Coming back to the present moment, I shoot Fionn an exasperated look.
Fionn just cocks an eyebrow, but his gaze quickly narrows, and he grabs my face. I push him away, not in the mood for his sweet kisses.
“Stop,” he says firmly, giving me pause. He looks more closely, pulling my right eyelid up a tiny bit.
I pull my face away, uncomfortable with his inspection. “What?”
He doesn’t grab for me again, only looks on, concerned. “Your eye. Does it hurt at all. Are you seeing alright?”
I scoff. “It’s fine. Nothing feels wrong with it. Why? Is it red?”
Could I have got some dirt in it? Infection can happen easily. I’ve seen people lose an eye because of it. I try to find anything reflective, a pond, a puddle, but Fionn grabs me and takes another look.

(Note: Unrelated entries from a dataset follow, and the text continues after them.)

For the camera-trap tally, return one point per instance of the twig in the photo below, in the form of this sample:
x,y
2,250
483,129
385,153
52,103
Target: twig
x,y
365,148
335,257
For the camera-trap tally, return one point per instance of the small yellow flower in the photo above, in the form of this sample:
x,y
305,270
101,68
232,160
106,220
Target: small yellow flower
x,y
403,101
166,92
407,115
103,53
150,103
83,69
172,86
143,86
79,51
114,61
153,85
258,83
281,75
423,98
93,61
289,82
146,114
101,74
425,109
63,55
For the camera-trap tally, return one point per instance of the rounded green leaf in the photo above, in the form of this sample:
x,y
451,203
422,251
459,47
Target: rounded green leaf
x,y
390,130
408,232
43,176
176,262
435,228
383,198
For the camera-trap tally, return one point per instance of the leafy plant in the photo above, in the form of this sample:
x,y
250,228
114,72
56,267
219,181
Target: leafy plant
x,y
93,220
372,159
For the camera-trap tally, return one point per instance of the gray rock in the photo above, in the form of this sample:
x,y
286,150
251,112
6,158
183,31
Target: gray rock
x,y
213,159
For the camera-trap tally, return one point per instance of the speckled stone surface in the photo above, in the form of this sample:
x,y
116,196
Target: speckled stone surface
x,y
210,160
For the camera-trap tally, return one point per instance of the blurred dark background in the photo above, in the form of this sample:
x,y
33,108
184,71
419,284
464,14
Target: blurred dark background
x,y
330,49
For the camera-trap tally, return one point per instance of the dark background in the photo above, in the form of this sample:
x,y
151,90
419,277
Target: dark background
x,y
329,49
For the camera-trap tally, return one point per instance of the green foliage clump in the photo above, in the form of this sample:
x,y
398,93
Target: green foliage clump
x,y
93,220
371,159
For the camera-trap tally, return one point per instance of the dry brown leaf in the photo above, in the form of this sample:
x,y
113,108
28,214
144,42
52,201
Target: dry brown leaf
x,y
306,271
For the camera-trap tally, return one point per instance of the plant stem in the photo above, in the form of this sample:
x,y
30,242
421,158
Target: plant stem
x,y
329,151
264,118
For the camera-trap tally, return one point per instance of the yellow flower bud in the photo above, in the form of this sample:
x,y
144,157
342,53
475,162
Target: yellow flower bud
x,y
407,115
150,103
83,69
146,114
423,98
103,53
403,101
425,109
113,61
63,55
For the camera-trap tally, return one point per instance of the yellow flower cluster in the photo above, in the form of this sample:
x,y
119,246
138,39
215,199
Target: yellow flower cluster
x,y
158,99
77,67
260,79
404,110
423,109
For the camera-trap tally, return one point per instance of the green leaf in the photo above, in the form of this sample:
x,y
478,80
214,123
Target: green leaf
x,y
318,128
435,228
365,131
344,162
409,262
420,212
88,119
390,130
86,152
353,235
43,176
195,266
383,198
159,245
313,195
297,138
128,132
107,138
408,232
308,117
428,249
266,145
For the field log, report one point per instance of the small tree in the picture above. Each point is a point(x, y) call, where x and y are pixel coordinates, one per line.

“No, it doesn’t look hurt, it’s just… you have purple in it. In your iris. A slice of violet where there used to be gray. But it doesn’t extend past the iris.” His concern furrows his brow and makes his jaw feather.
My face scrunches up, mind running through various ailments and cases I’ve seen. None concerning violet irises come to mind.

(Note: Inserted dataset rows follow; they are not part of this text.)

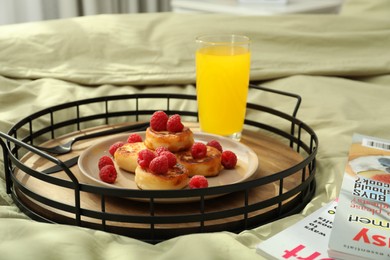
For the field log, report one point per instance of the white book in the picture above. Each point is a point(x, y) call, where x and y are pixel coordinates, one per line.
point(361, 228)
point(307, 239)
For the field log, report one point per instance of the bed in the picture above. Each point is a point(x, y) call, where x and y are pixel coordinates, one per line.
point(338, 64)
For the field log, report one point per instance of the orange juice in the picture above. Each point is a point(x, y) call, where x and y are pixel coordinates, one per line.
point(222, 78)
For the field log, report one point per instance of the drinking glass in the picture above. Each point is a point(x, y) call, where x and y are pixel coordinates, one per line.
point(222, 80)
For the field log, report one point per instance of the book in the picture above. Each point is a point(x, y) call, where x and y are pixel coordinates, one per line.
point(307, 239)
point(362, 222)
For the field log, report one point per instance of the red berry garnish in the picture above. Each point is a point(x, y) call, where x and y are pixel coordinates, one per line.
point(105, 160)
point(108, 174)
point(215, 144)
point(174, 124)
point(159, 165)
point(145, 156)
point(171, 158)
point(228, 159)
point(198, 181)
point(161, 149)
point(158, 121)
point(198, 150)
point(115, 146)
point(134, 138)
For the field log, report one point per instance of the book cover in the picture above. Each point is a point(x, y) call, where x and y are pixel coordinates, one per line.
point(307, 239)
point(362, 222)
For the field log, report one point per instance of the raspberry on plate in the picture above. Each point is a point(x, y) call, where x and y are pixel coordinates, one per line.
point(108, 174)
point(174, 124)
point(105, 160)
point(215, 144)
point(198, 150)
point(145, 156)
point(198, 181)
point(158, 121)
point(115, 146)
point(134, 138)
point(228, 159)
point(159, 165)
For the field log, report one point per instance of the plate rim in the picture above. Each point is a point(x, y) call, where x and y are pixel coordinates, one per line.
point(253, 162)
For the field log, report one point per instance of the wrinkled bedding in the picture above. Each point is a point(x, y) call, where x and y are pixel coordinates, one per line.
point(338, 64)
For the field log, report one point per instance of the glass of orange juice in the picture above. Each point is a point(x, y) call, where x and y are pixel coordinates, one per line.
point(222, 80)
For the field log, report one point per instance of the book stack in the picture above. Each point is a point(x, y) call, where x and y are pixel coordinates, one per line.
point(360, 228)
point(307, 239)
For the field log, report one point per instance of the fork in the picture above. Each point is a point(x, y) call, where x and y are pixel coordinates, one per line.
point(67, 147)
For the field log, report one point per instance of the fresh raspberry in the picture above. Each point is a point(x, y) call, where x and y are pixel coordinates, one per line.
point(229, 159)
point(134, 138)
point(174, 124)
point(159, 165)
point(115, 146)
point(215, 144)
point(158, 121)
point(171, 158)
point(198, 181)
point(105, 160)
point(198, 150)
point(145, 156)
point(108, 174)
point(161, 149)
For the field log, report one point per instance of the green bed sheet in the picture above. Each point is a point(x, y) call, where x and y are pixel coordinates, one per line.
point(338, 64)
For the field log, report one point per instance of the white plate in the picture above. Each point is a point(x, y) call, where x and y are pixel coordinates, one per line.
point(247, 162)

The others in the Fianna approach and assess me. I sink a little further into Fionn’s grip.
Aine comes and grips my hand and smiles at me like nothing is wrong.
Dealla looks at me with motherly concern. “Do you think it could be related to your hair?”

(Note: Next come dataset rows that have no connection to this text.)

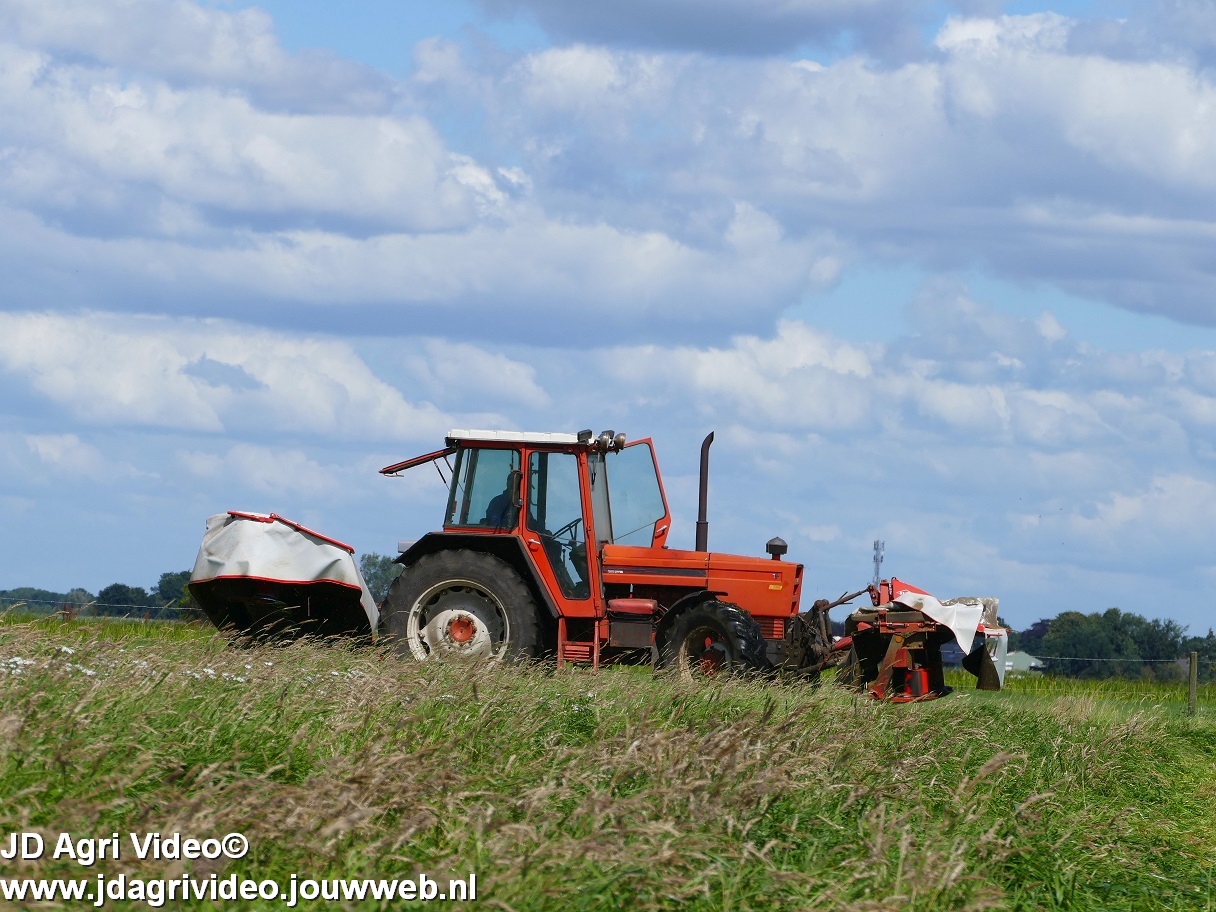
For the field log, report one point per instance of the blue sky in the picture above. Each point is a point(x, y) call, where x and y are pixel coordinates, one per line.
point(936, 272)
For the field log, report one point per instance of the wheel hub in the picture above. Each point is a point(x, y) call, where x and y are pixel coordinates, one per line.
point(461, 623)
point(461, 629)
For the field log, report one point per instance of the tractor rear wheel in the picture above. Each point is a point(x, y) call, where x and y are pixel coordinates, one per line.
point(715, 637)
point(462, 604)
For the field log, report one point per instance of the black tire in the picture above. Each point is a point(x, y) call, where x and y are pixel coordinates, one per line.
point(714, 637)
point(461, 604)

“It has always turned blonde in the summers. Whenever I spend time under the sun. I’ve never seen my eyes change with it.”
Dealla nods, unconvinced.
Konan breaks in next. I once thought his eyes black, but in the sunshine I see a gleam of rich dark brown. “I’ve seen eyes like that before.”
The statement makes everyone shift in discomfort. Except Deri the unshakable, who says, “In the Scar?”
Konan nods, looking nonchalant. “Yes. Some babes would come out with violet eyes, but only ever if their mothers were pregnant while they worked in the stone. Not common, but it happens.”
“It’s nothing. I’m obviously not from ‘the Scar’ or whatever you call it.” I wave the notion away. “I don’t know… why I’m like this. Why I can do these… things. And it doesn’t matter. I’m not hurt, I won’t hurt anyone else. So can we just forget this?” I gesture to my eye, staring at the ground. The implications are that my parents, so normal in every way, had led some secret life. That perhaps they were from some far away realm and never bothered to tell me. That my father may have had power and yet he let us starve and wilt with every passing year. That could not be it.
They all look wary. Elva looks like she is desperately biting something back.
“Fine,” Fionn says, grinding his jaw. “But you’re starting to look… a bit too distinctive for my comfort, Alyx. We reach Raith in a handful of days. And we are looking to be as inconspicuous as possible. You’ll need to… keep your hood up, at the very least. Try not to speak to people. Maybe it’s best you stick to our rooms.”
The thought of sitting alone in my room for several days sounds miserable. I’ve never been to Raith, but I’ve always been curious about it. It might as well have been a foreign nation. But I can understand his reasoning. The last thing we need is people asking questions about the strange-haired, purple-eyed girl, so I grit my teeth and nod.